The glitch apparently is caused by a software upgrade, version 3.1.0c, that was first downloaded by DirecTV TiVo set top boxes earlier this month, according to postings to a number of TiVo community sites.
"I first noticed the problem a few days after the upgrade was downloaded to my recorder, which was Thursday (July 8)," said Dale Betterton, an attorney who lives in Baltimore. "The video would freeze live programming, but the sound would continue."
The problem seems to so far only affect first-generation set top boxes and not the newer Series2 boxes. Representatives from TiVo confirmed the problem but would not give further details, such as what the upgrade was meant to do.

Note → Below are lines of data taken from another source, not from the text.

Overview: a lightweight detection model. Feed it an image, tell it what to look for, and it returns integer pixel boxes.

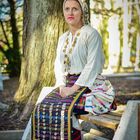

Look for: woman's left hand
[60,87,74,98]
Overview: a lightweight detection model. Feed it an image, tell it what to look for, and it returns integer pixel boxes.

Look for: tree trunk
[5,0,21,77]
[14,0,66,119]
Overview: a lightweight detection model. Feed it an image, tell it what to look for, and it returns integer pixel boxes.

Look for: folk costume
[32,0,115,140]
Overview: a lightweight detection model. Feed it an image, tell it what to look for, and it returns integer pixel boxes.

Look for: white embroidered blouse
[54,25,104,88]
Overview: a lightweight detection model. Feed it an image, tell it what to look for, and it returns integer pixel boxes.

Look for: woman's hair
[63,0,89,24]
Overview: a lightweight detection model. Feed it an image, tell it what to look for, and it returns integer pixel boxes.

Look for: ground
[0,76,140,130]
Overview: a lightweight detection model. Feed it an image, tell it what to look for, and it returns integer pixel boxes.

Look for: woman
[32,0,114,140]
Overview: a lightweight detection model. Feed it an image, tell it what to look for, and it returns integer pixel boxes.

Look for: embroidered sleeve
[75,30,104,88]
[54,38,65,87]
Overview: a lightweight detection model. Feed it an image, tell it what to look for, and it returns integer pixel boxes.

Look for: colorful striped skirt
[32,75,89,140]
[32,75,116,140]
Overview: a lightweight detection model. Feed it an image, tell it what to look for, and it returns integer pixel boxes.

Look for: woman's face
[63,0,82,26]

TiVo said the short-term resolution is to unplug the boxes, wait for a few minutes and restart them.
Betterton tried the Band-Aid fix but said the problem returned a few days later.
TiVo said it is working to resolve the problem.
"A software fix will be available in a few days that will permanently fix this issue," the company said in a short e-mail statement.
DirecTV representatives were not initially aware of the problem and are looking into the issue.
DirecTV subscribers make up the majority of TiVo's subscriber base. As of April 30, there were 872,000 DirecTV subscribers using TiVo's service. By comparison, 724,000 TiVo subscribers use standalone boxes that connect to other service providers, such as cable connections.
DirecTV has been a significant supporter of TiVo since its inception, investing in the company back in April 1999. But more recently, DirecTV has been pulling out of its investments, including TiVo.
This story has a happy ending for Betterton. When he called to complain to DirecTV, he received a $75 credit towards a Series2 box, which he purchased, and he has not had any problems since.
According to the latest posts on various TiVo community forums, a new software upgrade is now available, 3.1.0c2.
In related news, new TiVo recorders are due out this summer. TiVo will unveil a Series2 recorder with a new look in mid-August, and licensing partners Toshiba and Humax are expected to release DVRs with DVD-burning capabilities.